Conjurer – Páthos | Album Review

Four years.

That’s how long it took Midlands extreme metallers Conjurer to craft thos, the follow up to their breakout debut album Mire. That album catapulted the four piece from a hotly-tipped band that gigged together on the weekend to an international tour de force, landing them accolades and support slots they thought they’d never achieve in their career, let alone on a single record. It took, in effect, the forced lockdown of world and cancellation of any and all touring plans to force them back into writing mode. Of course, with the runaway success of their debut, the question on everyone’s lips was whether they could top such a fantastic album. Everyone else’s – but not the four lads from Rugby. 

In summary, Páthos takes everything that made Mire great and stretches it, pushes it into new directions and melds in new, experimental flourishes that they perhaps would’ve never thought to use beforehand without such an extended period of downtime to truly explore what they thought Conjurer was, or should be.

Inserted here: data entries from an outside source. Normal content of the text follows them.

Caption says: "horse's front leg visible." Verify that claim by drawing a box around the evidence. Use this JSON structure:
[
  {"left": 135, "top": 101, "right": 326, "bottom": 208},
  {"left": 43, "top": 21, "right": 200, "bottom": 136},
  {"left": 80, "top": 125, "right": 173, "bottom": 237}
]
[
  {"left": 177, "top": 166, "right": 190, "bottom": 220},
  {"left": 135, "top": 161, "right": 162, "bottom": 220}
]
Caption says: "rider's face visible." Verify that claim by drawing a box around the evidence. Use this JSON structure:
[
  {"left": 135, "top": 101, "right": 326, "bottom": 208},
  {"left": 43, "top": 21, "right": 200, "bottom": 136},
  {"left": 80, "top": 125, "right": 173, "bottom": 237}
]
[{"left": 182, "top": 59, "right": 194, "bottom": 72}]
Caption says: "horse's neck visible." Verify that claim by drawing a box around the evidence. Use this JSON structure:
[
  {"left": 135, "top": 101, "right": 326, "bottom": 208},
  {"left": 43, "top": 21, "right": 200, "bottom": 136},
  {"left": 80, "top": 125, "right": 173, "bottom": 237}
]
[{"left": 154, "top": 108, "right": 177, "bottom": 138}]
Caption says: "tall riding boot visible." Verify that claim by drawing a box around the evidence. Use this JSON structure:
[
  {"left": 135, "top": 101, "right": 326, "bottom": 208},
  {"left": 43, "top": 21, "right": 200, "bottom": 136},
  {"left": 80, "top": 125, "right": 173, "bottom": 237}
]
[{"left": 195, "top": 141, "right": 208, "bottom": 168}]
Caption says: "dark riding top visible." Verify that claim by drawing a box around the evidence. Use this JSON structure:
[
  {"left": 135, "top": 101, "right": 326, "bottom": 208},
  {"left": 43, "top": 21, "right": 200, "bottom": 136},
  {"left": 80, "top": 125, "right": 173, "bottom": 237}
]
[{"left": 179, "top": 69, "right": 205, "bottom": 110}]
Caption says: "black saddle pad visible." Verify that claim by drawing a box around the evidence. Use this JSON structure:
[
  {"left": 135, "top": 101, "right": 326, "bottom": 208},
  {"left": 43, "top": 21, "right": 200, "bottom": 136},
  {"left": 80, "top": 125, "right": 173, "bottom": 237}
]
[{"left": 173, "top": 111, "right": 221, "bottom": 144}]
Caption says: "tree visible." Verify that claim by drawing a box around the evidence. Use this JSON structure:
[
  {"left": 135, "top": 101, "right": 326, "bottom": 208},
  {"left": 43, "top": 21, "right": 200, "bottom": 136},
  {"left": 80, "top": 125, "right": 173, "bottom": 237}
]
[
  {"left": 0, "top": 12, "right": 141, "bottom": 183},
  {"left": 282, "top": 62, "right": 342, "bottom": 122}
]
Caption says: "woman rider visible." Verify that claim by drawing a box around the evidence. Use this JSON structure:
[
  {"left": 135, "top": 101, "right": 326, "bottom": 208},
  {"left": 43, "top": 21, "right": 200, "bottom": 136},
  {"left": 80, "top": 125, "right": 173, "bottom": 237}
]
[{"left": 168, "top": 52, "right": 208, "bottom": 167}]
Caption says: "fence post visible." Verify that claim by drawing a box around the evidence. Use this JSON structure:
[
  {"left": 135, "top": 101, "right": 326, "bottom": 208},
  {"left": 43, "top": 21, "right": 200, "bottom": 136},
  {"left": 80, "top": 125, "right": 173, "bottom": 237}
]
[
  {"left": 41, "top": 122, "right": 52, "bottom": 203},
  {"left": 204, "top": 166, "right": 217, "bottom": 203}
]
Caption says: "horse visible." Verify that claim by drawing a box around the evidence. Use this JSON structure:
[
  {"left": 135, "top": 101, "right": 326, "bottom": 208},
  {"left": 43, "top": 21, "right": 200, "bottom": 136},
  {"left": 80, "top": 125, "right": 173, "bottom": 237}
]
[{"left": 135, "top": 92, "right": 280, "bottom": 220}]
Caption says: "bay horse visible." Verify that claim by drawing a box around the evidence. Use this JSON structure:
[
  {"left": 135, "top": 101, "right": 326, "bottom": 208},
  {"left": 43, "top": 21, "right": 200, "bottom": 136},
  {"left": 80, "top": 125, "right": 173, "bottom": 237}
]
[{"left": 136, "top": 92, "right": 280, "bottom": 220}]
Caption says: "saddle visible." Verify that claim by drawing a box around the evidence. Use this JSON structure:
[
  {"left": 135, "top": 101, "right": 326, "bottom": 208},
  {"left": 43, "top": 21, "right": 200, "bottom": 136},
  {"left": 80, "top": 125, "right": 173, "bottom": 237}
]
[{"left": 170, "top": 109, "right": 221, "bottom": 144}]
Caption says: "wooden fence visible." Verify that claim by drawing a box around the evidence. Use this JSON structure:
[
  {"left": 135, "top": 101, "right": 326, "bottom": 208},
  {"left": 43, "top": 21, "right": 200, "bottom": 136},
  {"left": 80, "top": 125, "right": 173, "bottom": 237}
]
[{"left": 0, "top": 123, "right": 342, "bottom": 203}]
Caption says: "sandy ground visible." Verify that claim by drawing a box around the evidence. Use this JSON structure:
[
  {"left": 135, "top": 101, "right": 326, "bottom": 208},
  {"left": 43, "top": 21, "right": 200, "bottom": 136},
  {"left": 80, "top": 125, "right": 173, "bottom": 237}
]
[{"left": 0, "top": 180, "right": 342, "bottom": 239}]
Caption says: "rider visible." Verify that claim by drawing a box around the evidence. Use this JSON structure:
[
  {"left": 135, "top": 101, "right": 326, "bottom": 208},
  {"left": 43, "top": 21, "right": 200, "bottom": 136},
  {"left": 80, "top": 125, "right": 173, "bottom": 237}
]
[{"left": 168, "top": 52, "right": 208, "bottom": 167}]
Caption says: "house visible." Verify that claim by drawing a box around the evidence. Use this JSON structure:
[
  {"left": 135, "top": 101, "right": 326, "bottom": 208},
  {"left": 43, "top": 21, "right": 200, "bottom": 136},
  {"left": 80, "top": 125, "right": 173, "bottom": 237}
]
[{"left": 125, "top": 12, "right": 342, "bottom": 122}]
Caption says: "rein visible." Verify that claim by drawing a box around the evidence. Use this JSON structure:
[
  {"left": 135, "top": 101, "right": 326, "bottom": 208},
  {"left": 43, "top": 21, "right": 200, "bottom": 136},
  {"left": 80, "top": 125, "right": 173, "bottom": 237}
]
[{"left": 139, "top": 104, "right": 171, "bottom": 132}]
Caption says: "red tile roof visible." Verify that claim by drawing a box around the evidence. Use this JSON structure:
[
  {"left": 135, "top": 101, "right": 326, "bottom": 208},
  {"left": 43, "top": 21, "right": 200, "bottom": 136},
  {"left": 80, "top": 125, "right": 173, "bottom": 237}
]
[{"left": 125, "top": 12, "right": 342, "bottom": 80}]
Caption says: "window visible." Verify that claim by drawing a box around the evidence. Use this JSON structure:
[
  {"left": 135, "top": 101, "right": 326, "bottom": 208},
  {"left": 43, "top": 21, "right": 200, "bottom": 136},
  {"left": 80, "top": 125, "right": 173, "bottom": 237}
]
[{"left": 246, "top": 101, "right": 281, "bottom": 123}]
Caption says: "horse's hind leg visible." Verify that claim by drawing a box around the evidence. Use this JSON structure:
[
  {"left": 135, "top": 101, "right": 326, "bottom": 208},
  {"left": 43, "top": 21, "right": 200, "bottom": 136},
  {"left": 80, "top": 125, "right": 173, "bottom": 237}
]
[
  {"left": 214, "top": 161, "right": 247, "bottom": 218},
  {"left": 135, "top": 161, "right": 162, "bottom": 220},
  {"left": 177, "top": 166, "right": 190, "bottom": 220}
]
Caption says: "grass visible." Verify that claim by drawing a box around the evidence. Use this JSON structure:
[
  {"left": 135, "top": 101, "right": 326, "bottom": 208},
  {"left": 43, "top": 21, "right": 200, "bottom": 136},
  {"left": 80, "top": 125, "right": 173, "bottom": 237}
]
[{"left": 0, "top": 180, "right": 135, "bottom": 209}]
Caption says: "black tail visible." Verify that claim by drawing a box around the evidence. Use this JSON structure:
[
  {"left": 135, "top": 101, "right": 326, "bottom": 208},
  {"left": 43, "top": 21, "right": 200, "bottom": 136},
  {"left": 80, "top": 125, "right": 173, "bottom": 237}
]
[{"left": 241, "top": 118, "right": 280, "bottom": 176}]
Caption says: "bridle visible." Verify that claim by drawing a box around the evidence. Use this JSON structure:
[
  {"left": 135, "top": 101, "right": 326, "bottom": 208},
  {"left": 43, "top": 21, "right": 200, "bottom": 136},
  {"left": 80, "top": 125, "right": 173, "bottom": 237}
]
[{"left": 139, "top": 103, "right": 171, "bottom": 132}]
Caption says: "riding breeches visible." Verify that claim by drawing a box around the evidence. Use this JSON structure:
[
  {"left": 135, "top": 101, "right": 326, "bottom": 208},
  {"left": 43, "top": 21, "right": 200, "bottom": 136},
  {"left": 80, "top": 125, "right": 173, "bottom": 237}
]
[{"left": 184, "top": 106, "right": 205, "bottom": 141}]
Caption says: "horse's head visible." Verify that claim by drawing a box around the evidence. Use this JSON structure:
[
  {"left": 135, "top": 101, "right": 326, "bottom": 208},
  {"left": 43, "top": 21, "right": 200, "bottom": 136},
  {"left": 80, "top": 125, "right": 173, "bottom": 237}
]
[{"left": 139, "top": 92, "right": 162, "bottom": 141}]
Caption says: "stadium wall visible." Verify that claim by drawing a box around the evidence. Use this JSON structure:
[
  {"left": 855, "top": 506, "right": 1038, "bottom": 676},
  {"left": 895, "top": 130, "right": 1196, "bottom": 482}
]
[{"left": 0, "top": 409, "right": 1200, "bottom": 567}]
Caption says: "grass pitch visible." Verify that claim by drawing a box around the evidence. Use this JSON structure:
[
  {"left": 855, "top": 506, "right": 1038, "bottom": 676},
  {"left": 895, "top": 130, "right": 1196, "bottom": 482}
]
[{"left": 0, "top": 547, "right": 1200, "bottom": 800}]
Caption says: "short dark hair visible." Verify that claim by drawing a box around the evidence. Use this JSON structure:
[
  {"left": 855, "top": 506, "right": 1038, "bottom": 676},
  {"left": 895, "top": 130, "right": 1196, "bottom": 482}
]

Mire part 2 this most certainly isn’t; instead, it’s a far more diverse, but no less emotionally or sonically devastating listen. 

Lead single ‘It Dwells’ opens, a jangly acoustic lick creating a false sense of security before – surprise! – Conjurer drop an almighty, off-kilter riff with their dual-vocal attack that spirals into a neck-snapping rhythm. That’s just the first minute; as ‘It Dwells’ progresses, the band fold in emotional swells, slow crushes and softer, disquieting moments as brief reprieves from the turmoil. ‘Rot’ acts as a companion piece, taking the themes of fear and anxiety of ‘It Dwells’ and instead giving those emotions the reins. It’s ugly, twisted and bitter, with creeping ambience opening into its sledgehammer riffs.

So far, so good, so Conjurer. But ‘All You Will Remember’ upends expectations; the band foray into clean vocals and there’s post metal leanings reminiscent of their beloved Pijn collaboration Curse These Metal Hands. Exploring themes of dementia and its impact on those around the sufferer, grief and sadness seeps out of its every pore. It culminates in a post-rock crescendo and another first; singer Alice Zawadzki lending her voice to a poetry reading as the song reaches its emotionally devastating peak.

Similarly, ‘Those Years, Condemned’ channels the gloomy weight of ‘Hollow’ or ‘Thankless’, its slow-burn opening giving way to desolate roars and howls, often juxtaposed against each other. It plumbs the crushing depths of feeling to exhausting effect; even in its most ferocious moments such as the blastbeat-laden middle section, it’s still utterly engrossing, a taxing listen for all the right reasons. 

While much of Páthos dials up the atmosphere and the moodiness present on Mire, folding in these new experimentations, that’s not to say the band can’t still drop the most absurdly heavy breakdowns. ‘Suffer Alone’ is, at two and a half minutes, practically a grindcore song by their standards and rages throughout, blackened riffs coupled to vitriolic shrieks but halfway through, the band slow down to a comparably glacial pace to gleefully batter eardrums. ‘Basilisk’ ushers in a truly disgusting slam in its closing minute, dual vocals and a brutal hammering of guitars and ‘In Your Wake’ opens with the kind of visceral bludgeoning not out of place in a gladiatorial arena. 

By the time they close with the towering ‘Cracks In The Pyre’, a meditation on death and the afterlife whose opening ambience suggests a loosening of Páthos’ emotional vice grip before unfurling into the kind of death/doom that leaves both aural and emotional bruises, there’s only one real option; listen again. Páthos is so richly layered and textured, much like its arresting artwork, that there’s simply too much to take in on a single listen. Where Mire announced a band with what seemed like a firm grip on their identity to the world, Páthos proves there’s hidden depths the likes of which we’re only just beginning to see. It’s moodier, more atmospheric but just as likely to drop an atom bomb of a breakdown as it is somber emotional reflection; Conjurer are simply a cut above the rest.